Don’t go on missions overseas unless you have this: missions DNA.
In a missions-minded churches, (in my experience), I have found the temptation of enamoring or romanticizing the idea of going overseas for missions at the cost of what really matters which is the lifestyle.
Unless we have the lifestyle here and now of evangelizing, discipling, leadership development, and church planting, we will not reproduce that suddenly because we are in a different location. What we do here we will, eventually, do there.
Moving to a different location doesn’t magically give us the heart, mind, and skills to do the work of missions. Without the passion and the practice of it here, what do we imagine we will do over there?
If we don’t see with harvest eyes here, what makes us think we will see with harvest eyes there? If we don’t know how to share Jesus proudly, boldly, clearly, and humbly here, what makes us think we’ll do it over there? If we have no experience of discipling new believers here, what makes us think we’ll be good over there?

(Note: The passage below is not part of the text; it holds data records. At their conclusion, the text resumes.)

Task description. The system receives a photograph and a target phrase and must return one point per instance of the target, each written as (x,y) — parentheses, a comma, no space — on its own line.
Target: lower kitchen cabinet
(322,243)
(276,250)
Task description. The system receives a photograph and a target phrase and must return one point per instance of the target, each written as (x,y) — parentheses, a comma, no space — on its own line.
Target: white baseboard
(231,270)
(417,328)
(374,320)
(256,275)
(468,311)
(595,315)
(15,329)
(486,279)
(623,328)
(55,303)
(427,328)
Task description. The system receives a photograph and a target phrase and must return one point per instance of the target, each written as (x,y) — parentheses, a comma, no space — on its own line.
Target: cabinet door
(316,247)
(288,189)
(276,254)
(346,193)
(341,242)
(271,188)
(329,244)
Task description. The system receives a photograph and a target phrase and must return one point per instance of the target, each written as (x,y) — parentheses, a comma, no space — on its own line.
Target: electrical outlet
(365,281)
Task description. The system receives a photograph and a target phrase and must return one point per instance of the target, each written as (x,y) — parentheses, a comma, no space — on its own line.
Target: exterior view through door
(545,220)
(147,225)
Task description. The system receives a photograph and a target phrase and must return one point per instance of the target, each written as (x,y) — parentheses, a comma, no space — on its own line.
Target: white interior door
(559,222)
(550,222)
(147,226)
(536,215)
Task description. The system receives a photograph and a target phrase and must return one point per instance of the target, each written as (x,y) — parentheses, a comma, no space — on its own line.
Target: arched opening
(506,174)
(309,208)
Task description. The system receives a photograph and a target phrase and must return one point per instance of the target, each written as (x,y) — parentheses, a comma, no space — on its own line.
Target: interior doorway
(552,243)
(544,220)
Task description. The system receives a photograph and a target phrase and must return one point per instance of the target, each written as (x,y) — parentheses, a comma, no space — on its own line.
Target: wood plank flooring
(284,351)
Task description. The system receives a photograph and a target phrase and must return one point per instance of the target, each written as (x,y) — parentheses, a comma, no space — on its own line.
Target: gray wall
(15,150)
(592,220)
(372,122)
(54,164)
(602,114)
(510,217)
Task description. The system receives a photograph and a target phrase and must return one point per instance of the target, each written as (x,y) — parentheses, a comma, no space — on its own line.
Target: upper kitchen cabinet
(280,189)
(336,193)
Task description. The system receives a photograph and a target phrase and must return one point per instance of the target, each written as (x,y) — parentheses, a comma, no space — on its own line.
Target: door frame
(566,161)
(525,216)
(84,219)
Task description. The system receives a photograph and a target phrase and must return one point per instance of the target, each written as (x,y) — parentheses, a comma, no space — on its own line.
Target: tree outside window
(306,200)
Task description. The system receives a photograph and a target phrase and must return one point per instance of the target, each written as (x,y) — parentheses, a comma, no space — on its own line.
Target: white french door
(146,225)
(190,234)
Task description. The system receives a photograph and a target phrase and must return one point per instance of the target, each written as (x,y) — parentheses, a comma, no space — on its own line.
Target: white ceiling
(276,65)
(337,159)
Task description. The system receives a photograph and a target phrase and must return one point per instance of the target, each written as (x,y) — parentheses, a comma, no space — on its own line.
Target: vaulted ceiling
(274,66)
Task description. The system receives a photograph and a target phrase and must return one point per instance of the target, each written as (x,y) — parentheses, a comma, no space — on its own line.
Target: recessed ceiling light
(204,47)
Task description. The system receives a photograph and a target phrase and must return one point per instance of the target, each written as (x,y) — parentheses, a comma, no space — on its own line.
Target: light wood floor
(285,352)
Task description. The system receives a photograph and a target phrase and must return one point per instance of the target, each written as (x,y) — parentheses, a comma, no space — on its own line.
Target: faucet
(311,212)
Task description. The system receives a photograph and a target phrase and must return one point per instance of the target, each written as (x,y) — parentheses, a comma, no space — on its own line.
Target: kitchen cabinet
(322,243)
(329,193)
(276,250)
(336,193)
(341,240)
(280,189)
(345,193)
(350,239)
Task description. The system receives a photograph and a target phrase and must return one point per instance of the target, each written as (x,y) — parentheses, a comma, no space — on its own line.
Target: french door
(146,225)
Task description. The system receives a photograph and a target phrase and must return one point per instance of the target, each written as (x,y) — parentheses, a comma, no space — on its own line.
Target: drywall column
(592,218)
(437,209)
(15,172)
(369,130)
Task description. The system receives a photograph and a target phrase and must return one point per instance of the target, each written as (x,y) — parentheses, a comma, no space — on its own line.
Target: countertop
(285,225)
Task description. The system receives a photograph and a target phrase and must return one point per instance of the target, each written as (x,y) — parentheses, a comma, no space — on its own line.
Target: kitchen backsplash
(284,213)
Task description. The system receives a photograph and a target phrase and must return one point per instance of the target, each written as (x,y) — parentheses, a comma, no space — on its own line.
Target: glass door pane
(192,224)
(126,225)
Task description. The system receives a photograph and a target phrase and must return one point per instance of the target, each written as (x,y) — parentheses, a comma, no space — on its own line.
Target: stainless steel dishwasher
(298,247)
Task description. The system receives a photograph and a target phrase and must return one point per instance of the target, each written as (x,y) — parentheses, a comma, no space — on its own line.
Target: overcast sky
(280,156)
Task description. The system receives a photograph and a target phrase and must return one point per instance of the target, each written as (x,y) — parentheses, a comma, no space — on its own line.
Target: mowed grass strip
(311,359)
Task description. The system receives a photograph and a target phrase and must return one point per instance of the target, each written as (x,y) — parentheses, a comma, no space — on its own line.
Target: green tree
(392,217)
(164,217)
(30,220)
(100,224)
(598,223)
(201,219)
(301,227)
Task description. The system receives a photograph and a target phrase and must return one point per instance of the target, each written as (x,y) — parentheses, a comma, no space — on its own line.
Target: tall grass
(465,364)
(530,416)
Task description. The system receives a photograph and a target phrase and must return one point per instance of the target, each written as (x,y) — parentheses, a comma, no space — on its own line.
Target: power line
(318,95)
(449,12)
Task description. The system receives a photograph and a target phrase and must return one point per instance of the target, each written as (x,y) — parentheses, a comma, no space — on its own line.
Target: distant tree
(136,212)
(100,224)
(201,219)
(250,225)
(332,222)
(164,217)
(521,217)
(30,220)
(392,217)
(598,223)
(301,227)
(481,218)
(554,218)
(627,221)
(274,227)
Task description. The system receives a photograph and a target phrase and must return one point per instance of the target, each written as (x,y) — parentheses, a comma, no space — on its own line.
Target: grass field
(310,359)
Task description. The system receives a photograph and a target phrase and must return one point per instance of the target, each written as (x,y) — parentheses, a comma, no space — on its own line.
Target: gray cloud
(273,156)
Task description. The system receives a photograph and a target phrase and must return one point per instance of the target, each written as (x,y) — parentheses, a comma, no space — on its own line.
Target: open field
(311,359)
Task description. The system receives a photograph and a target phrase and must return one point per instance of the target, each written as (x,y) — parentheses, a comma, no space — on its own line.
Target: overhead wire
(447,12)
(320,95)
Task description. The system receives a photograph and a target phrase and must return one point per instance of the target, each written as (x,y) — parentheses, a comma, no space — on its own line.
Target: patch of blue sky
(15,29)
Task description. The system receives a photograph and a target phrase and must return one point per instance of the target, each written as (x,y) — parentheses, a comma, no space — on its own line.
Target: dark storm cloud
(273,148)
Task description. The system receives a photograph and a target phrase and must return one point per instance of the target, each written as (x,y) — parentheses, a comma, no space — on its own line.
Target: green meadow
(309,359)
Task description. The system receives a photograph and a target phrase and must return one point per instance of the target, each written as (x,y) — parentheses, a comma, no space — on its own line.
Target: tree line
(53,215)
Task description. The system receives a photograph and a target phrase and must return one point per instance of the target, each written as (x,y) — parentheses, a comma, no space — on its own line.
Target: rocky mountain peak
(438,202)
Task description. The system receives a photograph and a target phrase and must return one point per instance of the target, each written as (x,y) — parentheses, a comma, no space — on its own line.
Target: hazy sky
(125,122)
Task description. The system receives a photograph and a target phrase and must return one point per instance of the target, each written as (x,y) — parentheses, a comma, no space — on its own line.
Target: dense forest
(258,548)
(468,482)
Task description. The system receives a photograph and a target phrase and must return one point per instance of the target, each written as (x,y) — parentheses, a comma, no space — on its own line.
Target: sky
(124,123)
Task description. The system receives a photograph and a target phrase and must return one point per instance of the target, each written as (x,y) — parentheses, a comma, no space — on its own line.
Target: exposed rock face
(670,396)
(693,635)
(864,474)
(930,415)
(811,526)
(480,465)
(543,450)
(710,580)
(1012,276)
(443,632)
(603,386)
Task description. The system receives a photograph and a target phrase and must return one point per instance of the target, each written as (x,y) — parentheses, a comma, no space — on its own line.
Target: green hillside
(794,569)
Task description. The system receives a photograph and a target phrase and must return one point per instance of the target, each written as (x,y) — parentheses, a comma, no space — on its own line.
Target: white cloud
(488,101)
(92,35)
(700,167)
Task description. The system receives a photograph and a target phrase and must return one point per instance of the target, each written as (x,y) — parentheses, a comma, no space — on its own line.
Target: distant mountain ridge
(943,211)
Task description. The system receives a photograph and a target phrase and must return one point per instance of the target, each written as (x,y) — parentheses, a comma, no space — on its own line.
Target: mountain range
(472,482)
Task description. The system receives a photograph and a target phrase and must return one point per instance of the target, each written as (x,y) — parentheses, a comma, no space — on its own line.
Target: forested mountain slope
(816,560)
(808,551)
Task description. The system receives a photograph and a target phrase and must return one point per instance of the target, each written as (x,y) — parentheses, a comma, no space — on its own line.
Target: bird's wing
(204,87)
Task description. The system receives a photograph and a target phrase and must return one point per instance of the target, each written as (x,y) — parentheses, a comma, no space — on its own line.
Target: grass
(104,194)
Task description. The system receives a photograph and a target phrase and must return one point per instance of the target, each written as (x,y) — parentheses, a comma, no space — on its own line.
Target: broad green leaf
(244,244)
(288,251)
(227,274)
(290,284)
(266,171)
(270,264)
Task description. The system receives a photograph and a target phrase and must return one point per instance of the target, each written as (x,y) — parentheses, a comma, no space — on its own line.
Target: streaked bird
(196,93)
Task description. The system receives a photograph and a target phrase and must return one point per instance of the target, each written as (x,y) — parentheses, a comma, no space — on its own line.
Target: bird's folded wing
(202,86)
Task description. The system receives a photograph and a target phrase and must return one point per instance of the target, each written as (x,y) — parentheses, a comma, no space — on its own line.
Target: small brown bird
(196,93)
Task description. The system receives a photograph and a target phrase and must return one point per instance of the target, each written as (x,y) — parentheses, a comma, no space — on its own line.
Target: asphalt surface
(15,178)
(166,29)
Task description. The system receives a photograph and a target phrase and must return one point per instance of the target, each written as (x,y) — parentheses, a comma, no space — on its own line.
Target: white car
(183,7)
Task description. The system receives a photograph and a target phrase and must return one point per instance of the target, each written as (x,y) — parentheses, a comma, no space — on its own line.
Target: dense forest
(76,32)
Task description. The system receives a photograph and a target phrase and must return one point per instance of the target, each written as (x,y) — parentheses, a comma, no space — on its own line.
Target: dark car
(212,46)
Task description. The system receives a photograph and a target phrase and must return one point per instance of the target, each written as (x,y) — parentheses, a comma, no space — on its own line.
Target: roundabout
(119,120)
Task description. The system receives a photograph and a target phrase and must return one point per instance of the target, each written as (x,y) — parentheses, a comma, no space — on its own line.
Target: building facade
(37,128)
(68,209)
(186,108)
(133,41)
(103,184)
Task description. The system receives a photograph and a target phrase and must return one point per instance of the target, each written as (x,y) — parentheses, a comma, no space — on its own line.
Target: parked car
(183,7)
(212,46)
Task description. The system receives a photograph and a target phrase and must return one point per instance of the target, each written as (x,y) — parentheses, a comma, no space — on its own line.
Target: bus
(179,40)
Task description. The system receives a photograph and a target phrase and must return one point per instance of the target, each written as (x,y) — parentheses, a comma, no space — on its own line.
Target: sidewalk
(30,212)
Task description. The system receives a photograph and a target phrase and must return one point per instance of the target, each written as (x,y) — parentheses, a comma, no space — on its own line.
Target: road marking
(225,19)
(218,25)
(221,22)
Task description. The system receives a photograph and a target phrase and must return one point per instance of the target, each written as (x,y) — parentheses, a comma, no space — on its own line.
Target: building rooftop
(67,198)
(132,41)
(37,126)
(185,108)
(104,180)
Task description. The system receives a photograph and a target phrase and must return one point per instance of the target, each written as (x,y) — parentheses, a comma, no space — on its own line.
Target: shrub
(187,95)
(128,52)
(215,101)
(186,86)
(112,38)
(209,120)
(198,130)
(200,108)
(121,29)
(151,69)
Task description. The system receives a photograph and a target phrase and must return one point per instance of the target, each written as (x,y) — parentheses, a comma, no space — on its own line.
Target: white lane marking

To be successful overseas, it’s always a matter of mitigating the transition period and, not to mention, transitioning well. There are so many stress factors associated with moving to a different cultural context that the core things that make a man or woman will come out eventually, for good or for worse.
And if the core habits of a missional person are not established here and now, on top of all the difficult transitional factors necessitated with location migration, it will be really difficult to develop over there.
We must develop our habits here and now. Learn to love the lost, learn to abandon our lives, learn to hear and obey from God, love evangelism, be excellent at discipleship, and gain vision for reproducible church. Such a person will flourish wherever they’re planted.
And that’s what I think is important before we think about doing missions overseas!